De quoi Génération Ingouvernable est-il le nom ?

 

Samedi 28 Janvier et Dimanche 29 Janvier 2017 se tenait à Paris la première rencontre à l’appel de Génération Ingouvernable. Ce sont plusieurs centaines de personnes qui ont débattu sur le week-end de la meilleure manière de perturber les élections présidentielles à venir. Si les participants partageaient le sentiment commun de ne pas se sentir représentés dans ces élections, force est de constater que les réponses à apporter étaient fortes différentes. Mais surtout, difficile de savoir pour l’instant sur quoi cela va-t-il déboucher.

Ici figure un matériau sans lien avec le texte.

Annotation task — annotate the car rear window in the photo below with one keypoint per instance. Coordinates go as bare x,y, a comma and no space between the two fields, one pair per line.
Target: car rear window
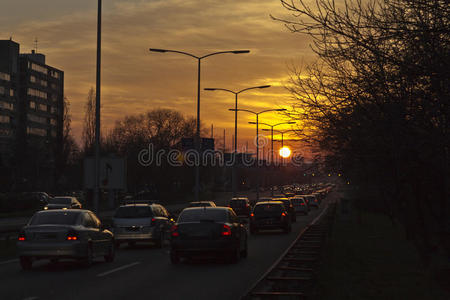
198,215
238,203
55,218
60,200
130,212
268,209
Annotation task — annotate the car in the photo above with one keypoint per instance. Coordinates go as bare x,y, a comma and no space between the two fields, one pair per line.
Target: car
141,222
289,207
300,205
270,215
59,202
208,231
312,200
241,206
64,234
202,203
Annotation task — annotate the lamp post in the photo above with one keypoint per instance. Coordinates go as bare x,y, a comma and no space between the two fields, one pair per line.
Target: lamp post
233,173
197,135
97,111
257,139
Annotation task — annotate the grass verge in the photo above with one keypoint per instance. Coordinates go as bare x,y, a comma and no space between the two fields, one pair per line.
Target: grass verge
373,260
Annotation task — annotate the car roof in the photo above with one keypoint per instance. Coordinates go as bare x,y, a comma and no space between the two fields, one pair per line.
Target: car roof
269,202
207,208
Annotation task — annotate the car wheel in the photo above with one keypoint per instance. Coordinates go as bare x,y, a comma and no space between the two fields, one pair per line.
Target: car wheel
109,257
174,258
26,263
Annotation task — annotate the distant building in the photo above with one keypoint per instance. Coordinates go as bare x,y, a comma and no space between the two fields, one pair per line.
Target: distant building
31,113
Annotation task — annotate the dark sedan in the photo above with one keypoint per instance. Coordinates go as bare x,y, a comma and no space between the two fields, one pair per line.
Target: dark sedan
64,234
270,215
208,230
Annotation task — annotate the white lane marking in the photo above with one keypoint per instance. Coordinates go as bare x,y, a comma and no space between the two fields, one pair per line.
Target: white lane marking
8,261
118,269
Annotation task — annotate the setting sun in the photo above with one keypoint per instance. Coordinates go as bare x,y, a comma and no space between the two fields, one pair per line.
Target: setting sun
285,152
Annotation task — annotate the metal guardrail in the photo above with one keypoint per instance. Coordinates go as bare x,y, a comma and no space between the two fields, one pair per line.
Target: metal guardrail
294,274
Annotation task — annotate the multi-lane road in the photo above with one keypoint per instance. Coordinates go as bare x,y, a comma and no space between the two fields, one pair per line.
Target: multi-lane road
145,272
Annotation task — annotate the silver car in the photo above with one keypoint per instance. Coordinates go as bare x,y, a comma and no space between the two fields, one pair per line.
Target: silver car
141,223
64,234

La première chose à constater, c’est que la participation était au rendez-vous pour cet événement diffusé par la seule force militante, collages, réseaux sociaux et bouche à oreille. Samedi 28 Janvier 2017, nous avons compté environ deux cent cinquante personnes et, selon les organisateurs, l’événement aurait attiré quatre cent personnes sur les deux jours. Et parmi ces participants, nous avons pu voir une grande diversité de profils, différentes générations et différents parcours militants. Si nous pouvions dégager un point commun entre ces divers protagonistes, c’est peut-être celui d’avoir participé à la mobilisation contre la loi travail, bien souvent au sein du cortège de tête.

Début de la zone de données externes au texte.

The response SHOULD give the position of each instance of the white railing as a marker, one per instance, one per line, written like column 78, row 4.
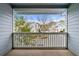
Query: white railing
column 38, row 40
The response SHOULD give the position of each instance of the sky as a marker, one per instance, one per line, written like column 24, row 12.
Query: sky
column 34, row 17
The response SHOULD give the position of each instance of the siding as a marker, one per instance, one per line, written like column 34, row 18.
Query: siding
column 5, row 28
column 73, row 28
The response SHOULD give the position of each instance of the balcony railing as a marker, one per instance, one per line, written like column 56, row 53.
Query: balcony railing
column 38, row 40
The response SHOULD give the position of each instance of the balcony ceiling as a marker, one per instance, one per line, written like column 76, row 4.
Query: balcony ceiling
column 40, row 5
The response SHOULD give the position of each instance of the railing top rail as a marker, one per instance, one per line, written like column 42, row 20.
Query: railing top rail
column 40, row 33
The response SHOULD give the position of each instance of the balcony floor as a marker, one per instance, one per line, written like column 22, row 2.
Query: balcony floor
column 38, row 52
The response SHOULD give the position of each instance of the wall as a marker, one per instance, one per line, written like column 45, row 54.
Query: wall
column 5, row 28
column 73, row 28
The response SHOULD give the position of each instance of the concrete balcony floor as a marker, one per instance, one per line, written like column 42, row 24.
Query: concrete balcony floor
column 38, row 52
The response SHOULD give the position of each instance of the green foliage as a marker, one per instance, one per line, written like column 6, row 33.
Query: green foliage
column 21, row 25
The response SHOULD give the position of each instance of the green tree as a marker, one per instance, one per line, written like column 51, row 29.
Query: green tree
column 21, row 25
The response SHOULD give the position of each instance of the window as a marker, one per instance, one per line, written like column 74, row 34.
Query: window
column 40, row 20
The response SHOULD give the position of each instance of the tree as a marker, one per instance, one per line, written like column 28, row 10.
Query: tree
column 21, row 25
column 43, row 19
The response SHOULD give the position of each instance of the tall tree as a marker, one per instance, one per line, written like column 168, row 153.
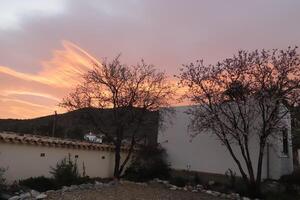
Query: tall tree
column 125, row 95
column 243, row 97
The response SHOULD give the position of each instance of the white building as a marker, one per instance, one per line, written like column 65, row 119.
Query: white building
column 206, row 154
column 27, row 156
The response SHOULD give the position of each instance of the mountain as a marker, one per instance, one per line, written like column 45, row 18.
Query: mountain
column 75, row 124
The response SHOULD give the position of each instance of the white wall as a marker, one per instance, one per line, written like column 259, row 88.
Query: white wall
column 205, row 153
column 24, row 161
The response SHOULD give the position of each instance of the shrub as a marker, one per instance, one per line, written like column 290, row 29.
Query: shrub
column 2, row 179
column 293, row 178
column 66, row 172
column 179, row 181
column 39, row 183
column 149, row 163
column 197, row 180
column 231, row 177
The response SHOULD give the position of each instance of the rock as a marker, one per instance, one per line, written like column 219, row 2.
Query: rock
column 245, row 198
column 211, row 183
column 100, row 183
column 73, row 187
column 65, row 189
column 208, row 192
column 223, row 195
column 199, row 186
column 24, row 196
column 5, row 196
column 216, row 194
column 34, row 193
column 41, row 196
column 173, row 187
column 14, row 198
column 190, row 188
column 165, row 182
column 50, row 191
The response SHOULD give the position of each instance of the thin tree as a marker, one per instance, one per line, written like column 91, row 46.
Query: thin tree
column 122, row 97
column 243, row 97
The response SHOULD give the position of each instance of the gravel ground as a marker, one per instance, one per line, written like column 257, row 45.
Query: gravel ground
column 131, row 192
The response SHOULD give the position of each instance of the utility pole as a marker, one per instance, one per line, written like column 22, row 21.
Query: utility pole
column 54, row 124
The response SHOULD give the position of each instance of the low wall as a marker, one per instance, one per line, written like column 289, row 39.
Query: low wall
column 24, row 161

La réussite quantitative tient en grande partie à la préoccupation claire de massifier en amont de l’événement, une communication soignée, accompagnée d’une forte présence sur les réseaux sociaux, le tout sur un ton très pédagogique et accessible. A l’image du mot d’ordre Génération Ingouvernable, qui exprime l’idée de ne pas se sentir représentés par cette caste politique au pouvoir. Un sentiment qui est, dans ce contexte d’accumulations des scandales et des cinq ans d’attaque de la gauche, plutôt largement partagé dans la population.

Notamment, force est de constater que ce mot d’ordre tranche avec celui qui prévalait lors des précédents rassemblements, comme celui d'A l’abordage, un mot d’ordre offensif souvent illustré par des scènes d’émeutes. Sur le logo de Génération Ingouvernable, en revanche, nous ne trouvons ni affrontements, ni volonté claire d’en découdre. Sur l’affiche imprimée pour l’occasion, nous pouvons voir une foule, ni armée, ni cagoulée, faisant face à un ensemble symbolisant l’alliance de la police, de l’armée et des classes dominantes. Une idée, notamment, semble avoir disparu du paysage, celle que 2017 n’aura pas lieu.

Ces transformations sont directement issues du bilan critique que tiraient un certain nombre de militants après l’action ratée du 29 novembre 2016 visant à perturber la tenue des élections primaires de la droite, « les lignes politiques d’À l’abordage parlent énormément aux militants convaincus, mais elles peinent à résonner au-delà de l’entre-soi anarchiste. Comme cela a été proposé sur Blocus Paris, il faudrait se réunir pour offrir quelque chose de plus parlant aux électeurs désillusionnés, quelque chose de plus concret et positif que les affirmations abstraites qui ont tourné jusqu’ici. Organisons-nous en amont des élections présidentielles pour rester vraiment ingouvernables et pour porter des critiques basées sur des propositions tangibles ».

Cette volonté de s’adresser à d’autres secteurs et de sortir d’un entre soi proprement militant s’est traduit lors de ce weekend par l’expression d’un débat d’idées parfois contradictoires, où l’on a pu constater des prises de positions relativement différentes. Cependant, la forme d’organisation du débat s’est révélée être un obstacle à leur expression la plus complète.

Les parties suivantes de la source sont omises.